The Society of American Gastrointestinal and Endoscopic Surgeons (SAGES) is a 6,600-member medical association with an ambitious goal: to make minimally invasive surgery available to patients in every country in the world.
SAGES members practice techniques such as laparoscopic and endoscopic surgery, the benefits of which are significant and well established — among them, faster recovery from surgery and fewer infections. Of the more than 20 million laparoscopic and endoscopic surgeries performed since the procedures were first introduced, 25 percent have taken place inside the United States. The mission of SAGES’ Go Global program, founded in 2008, is to deliver education and training to physicians everywhere, including in the developing world.
It’s a challenging task, according to SAGES member and former President Steven Schwaitzberg, chief of surgery at the Harvard Medical School Teaching Hospital, speaking at TEDxBeaconStreet in Boston in 2012. Minimally invasive surgery is technically more demanding than traditional surgery, and requires specialized training and equipment. “It’s hard to teach,” Schwaitzberg said. “And it’s not that easy to learn.” Distance is yet another complication when it comes to trying to spread the techniques internationally. Schwaitzberg said: “We can’t travel everywhere.”
POINT TO POINT
One of the best tools for overcoming those obstacles, Schwaitzberg said, is video. Since 2008, SAGES has webcast education to 35 countries outside the United States, training 8,000 doctors as part of Go Global. The program, which offers the training for free, continues to add new ways for physicians to learn, using video in combination with face-to-face learning.
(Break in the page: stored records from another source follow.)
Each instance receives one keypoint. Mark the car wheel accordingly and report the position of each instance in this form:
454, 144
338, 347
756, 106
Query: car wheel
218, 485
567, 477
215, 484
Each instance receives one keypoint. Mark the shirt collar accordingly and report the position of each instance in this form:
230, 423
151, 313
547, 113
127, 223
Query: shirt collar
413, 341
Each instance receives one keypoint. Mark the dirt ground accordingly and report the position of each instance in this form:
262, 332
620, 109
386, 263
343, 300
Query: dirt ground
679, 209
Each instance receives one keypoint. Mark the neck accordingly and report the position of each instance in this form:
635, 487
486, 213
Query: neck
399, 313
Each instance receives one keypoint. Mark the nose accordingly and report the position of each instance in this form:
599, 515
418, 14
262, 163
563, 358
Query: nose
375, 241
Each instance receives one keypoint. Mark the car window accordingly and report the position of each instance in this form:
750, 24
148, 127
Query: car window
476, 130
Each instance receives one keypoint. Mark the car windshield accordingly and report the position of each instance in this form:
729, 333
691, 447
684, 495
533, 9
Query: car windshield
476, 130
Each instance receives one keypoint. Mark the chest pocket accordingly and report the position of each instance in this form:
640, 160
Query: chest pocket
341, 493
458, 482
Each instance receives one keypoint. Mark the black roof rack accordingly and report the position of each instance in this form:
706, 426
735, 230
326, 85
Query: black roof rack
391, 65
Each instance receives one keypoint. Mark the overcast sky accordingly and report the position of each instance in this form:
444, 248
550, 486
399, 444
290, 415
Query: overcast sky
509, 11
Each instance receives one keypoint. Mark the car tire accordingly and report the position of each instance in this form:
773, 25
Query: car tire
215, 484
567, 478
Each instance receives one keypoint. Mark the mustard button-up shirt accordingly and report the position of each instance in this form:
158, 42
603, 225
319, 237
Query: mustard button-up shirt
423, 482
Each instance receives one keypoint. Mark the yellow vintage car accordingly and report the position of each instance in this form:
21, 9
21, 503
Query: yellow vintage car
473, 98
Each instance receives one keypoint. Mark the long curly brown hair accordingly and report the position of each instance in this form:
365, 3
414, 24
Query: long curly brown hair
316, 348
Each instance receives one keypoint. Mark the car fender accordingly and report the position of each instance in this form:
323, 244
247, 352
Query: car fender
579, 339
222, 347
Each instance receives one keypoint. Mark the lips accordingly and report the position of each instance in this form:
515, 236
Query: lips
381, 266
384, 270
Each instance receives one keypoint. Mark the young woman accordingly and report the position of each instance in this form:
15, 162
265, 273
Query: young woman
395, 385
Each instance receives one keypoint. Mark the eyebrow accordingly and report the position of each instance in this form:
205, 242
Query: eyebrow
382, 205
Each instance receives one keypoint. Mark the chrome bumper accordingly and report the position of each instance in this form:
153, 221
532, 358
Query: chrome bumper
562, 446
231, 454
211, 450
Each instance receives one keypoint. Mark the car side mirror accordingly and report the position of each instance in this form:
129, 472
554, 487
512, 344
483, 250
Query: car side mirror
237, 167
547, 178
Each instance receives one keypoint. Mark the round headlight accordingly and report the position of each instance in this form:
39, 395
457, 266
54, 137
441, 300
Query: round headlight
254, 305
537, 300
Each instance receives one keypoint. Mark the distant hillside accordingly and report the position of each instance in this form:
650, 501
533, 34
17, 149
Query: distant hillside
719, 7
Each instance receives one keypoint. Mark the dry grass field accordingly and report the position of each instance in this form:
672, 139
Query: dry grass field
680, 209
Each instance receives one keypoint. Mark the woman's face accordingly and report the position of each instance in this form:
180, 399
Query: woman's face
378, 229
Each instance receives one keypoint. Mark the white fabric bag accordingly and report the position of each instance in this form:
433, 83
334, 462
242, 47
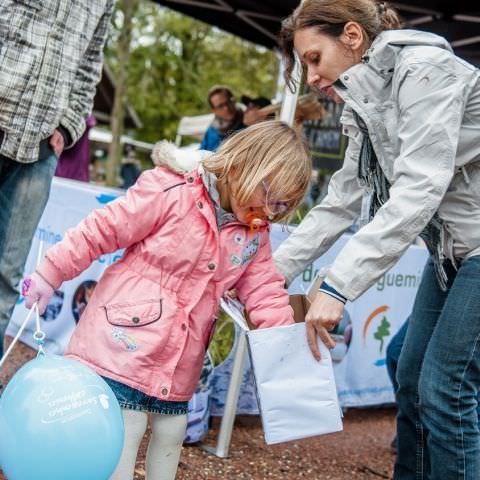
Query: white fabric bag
297, 395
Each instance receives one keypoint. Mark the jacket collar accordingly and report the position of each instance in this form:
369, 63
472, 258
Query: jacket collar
382, 55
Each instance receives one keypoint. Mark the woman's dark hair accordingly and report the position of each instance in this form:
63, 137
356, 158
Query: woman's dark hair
329, 17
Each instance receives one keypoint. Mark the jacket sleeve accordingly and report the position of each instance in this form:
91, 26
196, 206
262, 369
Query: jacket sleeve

Crucially, SAGES got an early start in using video to deliver education sessions to physicians who couldn’t travel to its meetings, beginning at its Annual Meeting in Atlanta in 2000, said Jason Levine, SAGES’ webmaster and the vice president for information technology at BSC Management Inc., a Los Angeles–based association-management and conference-planning company, which organizes SAGES’ programs. After years of refining — and sometimes discarding — methods of recording and broadcasting sessions, SAGES had collected enough feedback and data to settle on a livestreaming format that “we think works pretty well,” Levine said.
SAGES’ Go Global programming can be delivered directly to an individual user’s laptop, but “the preferred way,” Levine said, “is to reach out to an institution in another country — say, Argentina or Brazil or China — and arrange for a point-to-point broadcast in a local auditorium, where a livestream is displayed over an AV system. It absolutely is possible to sit in your office and watch both live and recorded streams of all kinds of meetings now.” But from a learning standpoint, “it is far more valuable to collaborate with your colleagues and to communicate directly with the person doing the presentation via the audio setup.”
In addition to the webcasts, SAGES volunteer members travel globally to deliver in-person training to local physicians. These International Proctoring Courses (IPC), as they’re called, have been conducted in Mongolia, Haiti, Peru, and other countries where opportunities to learn minimally invasive surgical techniques are rare or nonexistent.
As the administrative director of Go Global, Jacqueline Narvaez, CMP, travels on site to handle support and logistics for the IPC program. The training, funded by the SAGES Education & Research Foundation and other grants, is free to participants, but SAGES asks local medical communities to provide housing and local transportation for the SAGES doctors and staff. “We want local commitment,” Narvaez said.
ON THE GROUND
The goal is not only to give individual doctors opportunities to learn the advanced surgical techniques, but to establish training sites that can spread the education across each country. In Peru, the first doctors to participate in training did so with borrowed equipment, Narvaez said. Now, working with a local university, the doctors have established a regional training center that is providing education to other local doctors as well as visiting physicians from Ecuador.
Following the hands-on program, local doctors receive additional training and support through a telementoring program that remotely broadcasts physicians demonstrating techniques in the operating room, Narvaez said. The remote training is a cost-effective way to offer education, and also helps keep the groups connected with one another.
Narvaez has traveled with SAGES as it has conducted 18 in-person IPC programs, including in Mongolia and Haiti. The international travel is far from luxurious — in Mongolia, Narvaez stayed in an old military bunker. “We stay in remote areas,” she said. “It can be super-cold, the water may shut down, or it’s really, really hot.”
Even by meeting-planner standards, Narvaez’s hours are long, and not just when she’s on site. If SAGES is broadcasting remote training or conducting telementoring to China, for example, her day might start at 4 a.m. “or even earlier.”
In a way, “you are never really off,” she said. Nonetheless, the work is deeply rewarding. “I get to meet all these great people. You see these doctors go from zero to struggling and reaching their educational dreams,” Narvaez said. “And I am working alongside them, to build a program.”